ともにチーム体制を刷新して臨む今季の開幕戦。柏レイソルはチーム生え抜きの池谷友良氏を監督に迎え、昨年のワールドユース得点王でブラジルが大会を制する原動力となったボランチ・ドゥドゥ、元日本代表FW山下芳輝、スピードのあるFWゼ・ホベルトらを獲得。これまでにない積極的な補強を行った。
対する大分はオランダ五輪代表監督経験もあるハン・ベルガー氏を監督に招へいし、昨年のKリーグ得点ランク2位でベストイレブンにも選出された元セレソンのFWマグノ・アウベス、元オランダ代表のボランチ・ビチュヘ、DFのユーティリティープレイヤー・三上和良らを加入させ、攻撃的なチームへの移行を図った。昨年2度の対戦はともにスコアレスドローに終わっただけに、決定力不足が解消されたか否かが勝敗を分けると言えそうだ。
チーム始動当初は3バックを試した大分。ディフェンスラインを上げ中盤をコンパクトに保つ意識を徹底させたが、練習試合で鳥栖、FC東京相手に惨敗。キャンプ終盤には昨年と同様の4バックに変更するなど、試行錯誤が続いた。しかし開幕1週間前に行われた福岡との練習試合では1-1のドロー。ベルガー監督の目指すサッカーはチームに浸透しつつある。開幕戦は、成長著しいFW高松大樹とMF根本裕一を五輪予選で欠くのが痛い。マグノ・アウベスが1トップとなり、1年間の浪人生活を経て念願の地元チーム入りを果たしたMF永井秀樹がトップ下で先発出場する可能性もあり得る。

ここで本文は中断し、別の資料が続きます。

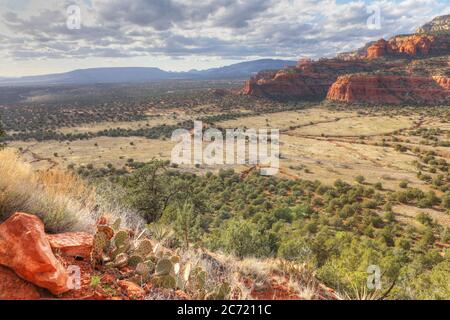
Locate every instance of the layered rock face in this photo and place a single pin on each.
(309, 80)
(437, 25)
(385, 89)
(414, 69)
(413, 46)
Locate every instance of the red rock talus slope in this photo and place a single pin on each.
(384, 89)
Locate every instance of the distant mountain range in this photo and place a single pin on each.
(241, 70)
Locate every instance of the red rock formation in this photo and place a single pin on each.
(384, 89)
(24, 248)
(378, 49)
(12, 287)
(413, 46)
(72, 244)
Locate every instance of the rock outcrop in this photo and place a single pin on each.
(309, 80)
(73, 244)
(439, 25)
(419, 62)
(386, 89)
(25, 249)
(12, 287)
(420, 45)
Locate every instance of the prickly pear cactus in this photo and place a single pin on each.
(164, 267)
(116, 224)
(144, 271)
(165, 281)
(144, 248)
(120, 238)
(175, 259)
(221, 293)
(121, 260)
(99, 245)
(135, 260)
(106, 230)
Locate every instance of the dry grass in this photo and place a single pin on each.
(60, 199)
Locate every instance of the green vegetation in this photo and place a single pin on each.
(339, 230)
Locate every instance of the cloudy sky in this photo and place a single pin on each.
(40, 36)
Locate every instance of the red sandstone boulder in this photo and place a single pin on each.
(12, 287)
(73, 244)
(24, 248)
(384, 89)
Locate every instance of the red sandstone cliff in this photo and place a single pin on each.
(386, 89)
(309, 80)
(413, 46)
(415, 69)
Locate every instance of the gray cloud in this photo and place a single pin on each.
(235, 29)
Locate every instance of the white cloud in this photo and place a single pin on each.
(219, 29)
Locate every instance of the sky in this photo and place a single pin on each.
(51, 36)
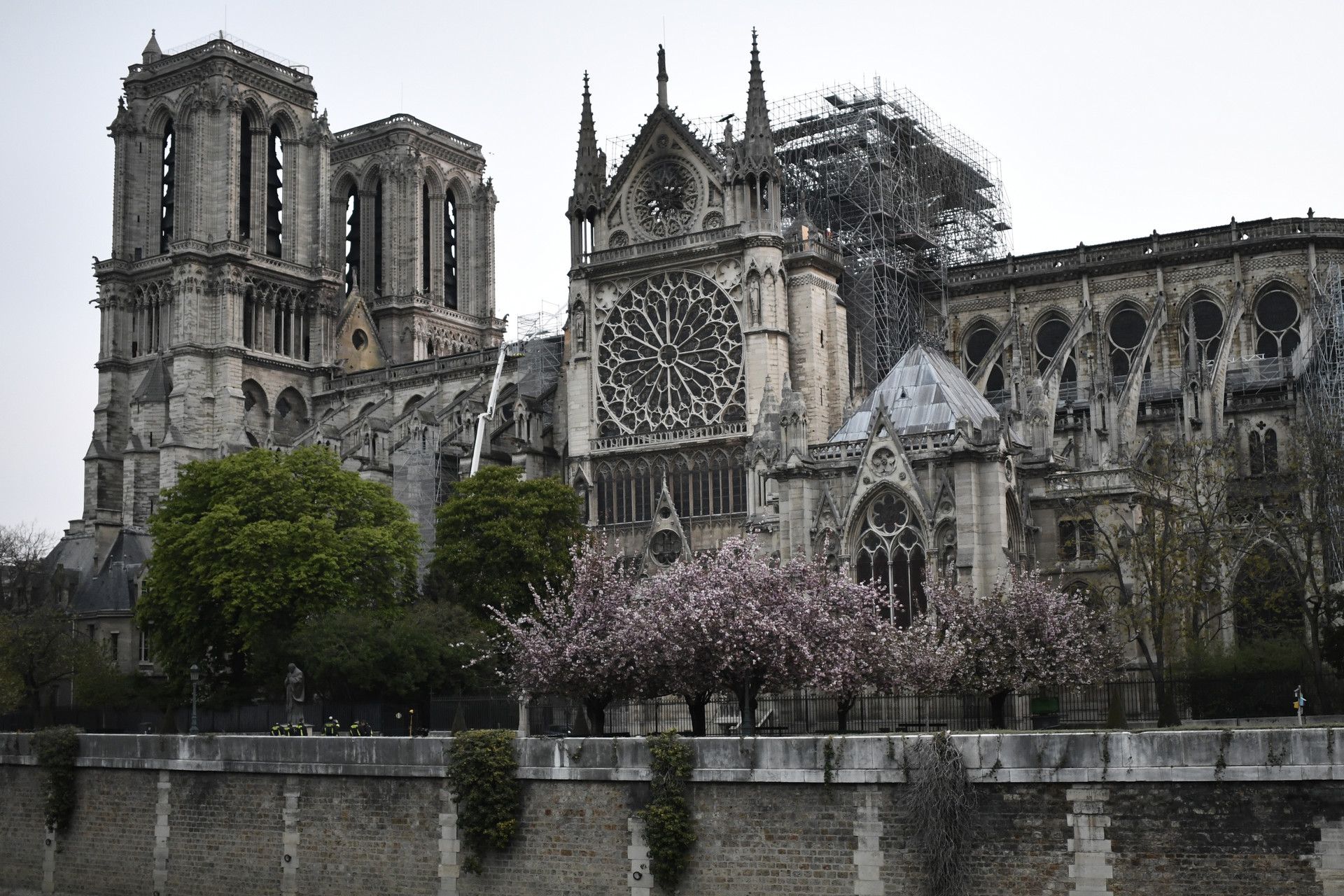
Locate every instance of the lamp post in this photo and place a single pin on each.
(195, 678)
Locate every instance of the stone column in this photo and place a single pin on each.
(640, 878)
(448, 844)
(289, 860)
(162, 830)
(867, 853)
(1092, 867)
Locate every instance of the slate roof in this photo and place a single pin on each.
(924, 393)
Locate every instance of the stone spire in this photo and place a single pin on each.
(760, 143)
(590, 166)
(151, 52)
(663, 77)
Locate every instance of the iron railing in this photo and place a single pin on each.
(794, 713)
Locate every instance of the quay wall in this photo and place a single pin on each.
(1224, 813)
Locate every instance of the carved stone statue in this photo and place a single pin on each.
(295, 695)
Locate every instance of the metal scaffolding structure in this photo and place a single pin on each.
(905, 195)
(1320, 367)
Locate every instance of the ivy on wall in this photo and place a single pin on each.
(57, 752)
(667, 820)
(482, 774)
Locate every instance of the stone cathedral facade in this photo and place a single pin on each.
(274, 284)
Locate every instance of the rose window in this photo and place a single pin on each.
(666, 199)
(671, 358)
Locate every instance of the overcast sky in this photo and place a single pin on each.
(1110, 121)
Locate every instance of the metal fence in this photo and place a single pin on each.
(245, 719)
(799, 713)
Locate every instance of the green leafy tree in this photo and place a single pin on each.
(39, 648)
(362, 654)
(251, 546)
(1166, 548)
(498, 536)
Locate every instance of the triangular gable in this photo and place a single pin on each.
(666, 520)
(366, 356)
(662, 115)
(885, 464)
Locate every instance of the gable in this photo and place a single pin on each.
(668, 184)
(356, 339)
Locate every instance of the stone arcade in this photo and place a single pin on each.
(274, 284)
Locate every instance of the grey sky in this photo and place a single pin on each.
(1109, 121)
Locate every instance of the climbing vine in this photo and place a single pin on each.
(483, 776)
(667, 820)
(942, 798)
(57, 751)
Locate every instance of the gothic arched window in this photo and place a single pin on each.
(974, 347)
(245, 179)
(169, 194)
(891, 555)
(1278, 320)
(1202, 328)
(378, 238)
(425, 238)
(451, 250)
(1050, 339)
(351, 239)
(274, 192)
(1126, 333)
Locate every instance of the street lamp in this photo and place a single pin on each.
(195, 678)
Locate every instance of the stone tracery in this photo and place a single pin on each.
(671, 358)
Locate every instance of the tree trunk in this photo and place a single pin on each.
(746, 708)
(997, 703)
(843, 707)
(695, 704)
(1167, 713)
(596, 708)
(1116, 707)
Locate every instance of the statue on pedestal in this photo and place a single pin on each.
(295, 695)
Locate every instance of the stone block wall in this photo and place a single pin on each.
(1245, 813)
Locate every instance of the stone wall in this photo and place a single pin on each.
(1226, 813)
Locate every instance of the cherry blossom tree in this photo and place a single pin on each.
(585, 636)
(851, 638)
(730, 620)
(1026, 633)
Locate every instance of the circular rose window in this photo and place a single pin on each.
(666, 198)
(670, 358)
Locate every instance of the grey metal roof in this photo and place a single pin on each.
(924, 393)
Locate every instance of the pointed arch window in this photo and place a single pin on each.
(1278, 321)
(1126, 335)
(274, 192)
(251, 320)
(168, 198)
(245, 179)
(451, 250)
(425, 276)
(351, 239)
(1202, 330)
(1050, 340)
(974, 347)
(378, 238)
(891, 556)
(1262, 450)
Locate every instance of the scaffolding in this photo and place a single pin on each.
(1320, 365)
(905, 197)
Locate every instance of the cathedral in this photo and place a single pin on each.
(723, 368)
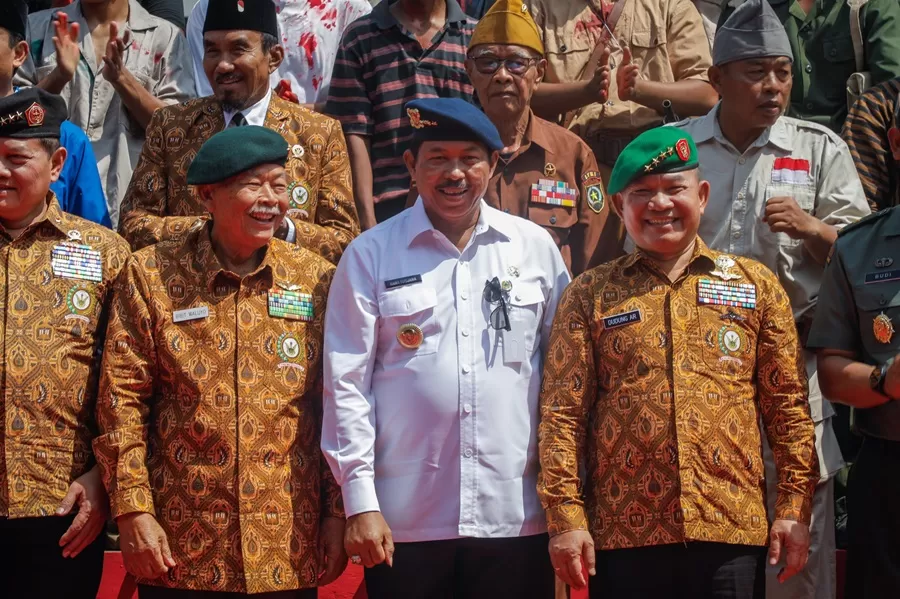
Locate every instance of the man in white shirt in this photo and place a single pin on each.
(436, 327)
(311, 32)
(781, 190)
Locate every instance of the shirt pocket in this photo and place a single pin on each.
(873, 301)
(526, 311)
(408, 307)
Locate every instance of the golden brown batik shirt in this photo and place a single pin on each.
(210, 412)
(160, 205)
(53, 321)
(658, 395)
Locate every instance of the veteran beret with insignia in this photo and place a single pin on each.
(657, 151)
(451, 119)
(248, 15)
(32, 113)
(235, 150)
(508, 22)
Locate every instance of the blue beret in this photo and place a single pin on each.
(234, 151)
(451, 119)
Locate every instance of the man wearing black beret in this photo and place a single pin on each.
(241, 42)
(56, 275)
(211, 395)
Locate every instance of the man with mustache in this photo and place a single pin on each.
(781, 189)
(211, 395)
(661, 365)
(241, 50)
(436, 331)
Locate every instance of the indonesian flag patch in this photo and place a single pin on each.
(793, 171)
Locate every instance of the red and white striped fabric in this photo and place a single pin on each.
(791, 170)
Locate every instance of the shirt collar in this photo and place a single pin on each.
(255, 115)
(383, 17)
(488, 218)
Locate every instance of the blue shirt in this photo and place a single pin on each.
(78, 188)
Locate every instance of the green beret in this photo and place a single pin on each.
(234, 151)
(654, 152)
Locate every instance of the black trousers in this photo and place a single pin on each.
(151, 592)
(466, 569)
(873, 522)
(692, 571)
(33, 565)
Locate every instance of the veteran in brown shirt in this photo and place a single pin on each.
(57, 276)
(241, 50)
(211, 390)
(660, 366)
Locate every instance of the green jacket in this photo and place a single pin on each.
(823, 52)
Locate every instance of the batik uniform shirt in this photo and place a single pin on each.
(57, 278)
(160, 205)
(211, 409)
(657, 388)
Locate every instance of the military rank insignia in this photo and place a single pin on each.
(291, 305)
(74, 260)
(556, 193)
(718, 293)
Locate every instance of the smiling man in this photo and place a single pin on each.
(781, 189)
(438, 320)
(241, 51)
(211, 386)
(660, 365)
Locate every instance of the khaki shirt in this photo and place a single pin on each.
(158, 58)
(666, 37)
(651, 400)
(740, 185)
(53, 324)
(210, 413)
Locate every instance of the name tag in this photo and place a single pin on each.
(882, 277)
(620, 320)
(402, 281)
(190, 314)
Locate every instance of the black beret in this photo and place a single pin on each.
(235, 150)
(32, 113)
(14, 16)
(249, 15)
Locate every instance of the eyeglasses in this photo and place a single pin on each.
(488, 65)
(493, 293)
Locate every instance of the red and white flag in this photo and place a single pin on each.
(789, 170)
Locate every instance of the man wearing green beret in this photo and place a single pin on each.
(660, 365)
(211, 395)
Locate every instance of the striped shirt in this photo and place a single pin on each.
(865, 132)
(380, 67)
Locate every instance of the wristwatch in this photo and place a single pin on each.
(878, 377)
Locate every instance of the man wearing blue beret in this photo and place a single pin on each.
(211, 395)
(437, 325)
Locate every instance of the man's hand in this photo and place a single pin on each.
(93, 509)
(114, 61)
(144, 546)
(627, 77)
(784, 215)
(597, 88)
(67, 51)
(332, 557)
(790, 538)
(566, 553)
(369, 537)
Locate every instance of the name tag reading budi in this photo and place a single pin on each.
(190, 314)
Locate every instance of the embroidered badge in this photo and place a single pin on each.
(882, 277)
(620, 320)
(736, 295)
(883, 328)
(793, 171)
(291, 305)
(410, 336)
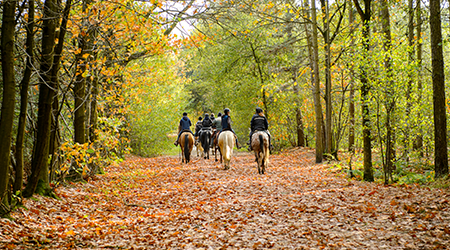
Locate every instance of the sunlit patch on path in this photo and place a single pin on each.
(159, 203)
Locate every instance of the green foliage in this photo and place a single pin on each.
(156, 100)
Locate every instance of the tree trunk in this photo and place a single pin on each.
(299, 119)
(46, 94)
(418, 145)
(389, 97)
(440, 115)
(406, 142)
(351, 108)
(365, 88)
(18, 181)
(316, 88)
(328, 104)
(9, 93)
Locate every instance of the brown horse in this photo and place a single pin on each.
(226, 144)
(186, 142)
(215, 146)
(260, 144)
(198, 146)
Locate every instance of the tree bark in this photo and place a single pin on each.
(389, 95)
(9, 93)
(418, 145)
(316, 88)
(351, 108)
(440, 115)
(24, 84)
(410, 79)
(365, 88)
(47, 90)
(328, 104)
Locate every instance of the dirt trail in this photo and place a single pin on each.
(158, 203)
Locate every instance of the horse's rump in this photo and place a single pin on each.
(260, 144)
(205, 137)
(226, 144)
(186, 144)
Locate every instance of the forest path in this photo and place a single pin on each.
(159, 203)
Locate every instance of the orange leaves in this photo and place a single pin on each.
(159, 203)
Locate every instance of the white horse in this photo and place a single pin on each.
(226, 144)
(260, 144)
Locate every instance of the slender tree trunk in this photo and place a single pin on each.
(18, 183)
(351, 132)
(316, 88)
(389, 97)
(406, 141)
(54, 137)
(93, 111)
(328, 104)
(440, 115)
(47, 90)
(9, 93)
(365, 88)
(299, 119)
(418, 145)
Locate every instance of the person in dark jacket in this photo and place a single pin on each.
(198, 126)
(226, 124)
(207, 123)
(217, 126)
(259, 123)
(184, 126)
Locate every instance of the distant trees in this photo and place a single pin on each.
(440, 112)
(362, 55)
(85, 48)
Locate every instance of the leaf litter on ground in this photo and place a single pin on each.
(159, 203)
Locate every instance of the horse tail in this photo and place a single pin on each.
(207, 141)
(186, 148)
(261, 144)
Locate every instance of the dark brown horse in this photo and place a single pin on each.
(215, 146)
(260, 144)
(186, 142)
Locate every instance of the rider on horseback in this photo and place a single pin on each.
(217, 125)
(259, 123)
(207, 123)
(226, 124)
(185, 126)
(198, 126)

一方柏は波に乗っている。開幕を占う恒例のプレシーズンマッチ「ちばぎんカップ」では、昨年3位の市原に対し3-0の圧勝。相手のコンディション不良は差し引いて考えなければならないものの、新戦力の山下が1ゴール・1アシストの活躍。昨年ブレイクしたFW玉田は「山下さんが基点になってくれるから、僕が自由に動き回れる。すごくやりやすい」とコンビネーションの良さをアピールする。ちばぎんカップでは調整不足を露呈したドゥドゥも、その後行われたJ2水戸との練習試合では見違えるほどコンディションを整えてフル出場を果たし、積極的にゴールに向かう姿勢を見せた。3年目となるリカルジーニョはすっかりチームにフィット、今や攻守の要となっている。課題は両サイド。不動の左サイドとしてチームに欠かせない存在だったMF平山智規は、昨年終盤の鹿島戦で痛めた膝の怪我が長引き別メニューによる調整が続く。元日本代表のベテラン、MF増田忠俊が先発することになりそうだ。右サイドはMF明神智和が先発し、ワールドユースでも活躍したMF谷澤達也が後半から出場するという展開が試されている。「サイド攻撃の復活」を明言する池谷監督の言葉とは裏腹に、人材不足の感は否めない。
「走魂宣言〜魂込めて走ります。」をスローガンに掲げ、“走る日立”の復活を目論む今季の柏。山下が相手ディフェンダーを引きつけ、それによって生まれたスペースを玉田が自由に走り回る、といった攻撃に持ち込みたい。大分は持ち前の堅固な守備でしのぎ、高い位置でボールを奪って前線のマグノ・アウベスへとつなぐ展開を狙いたい。勝負の行方は両チームの新戦力FWが握っている。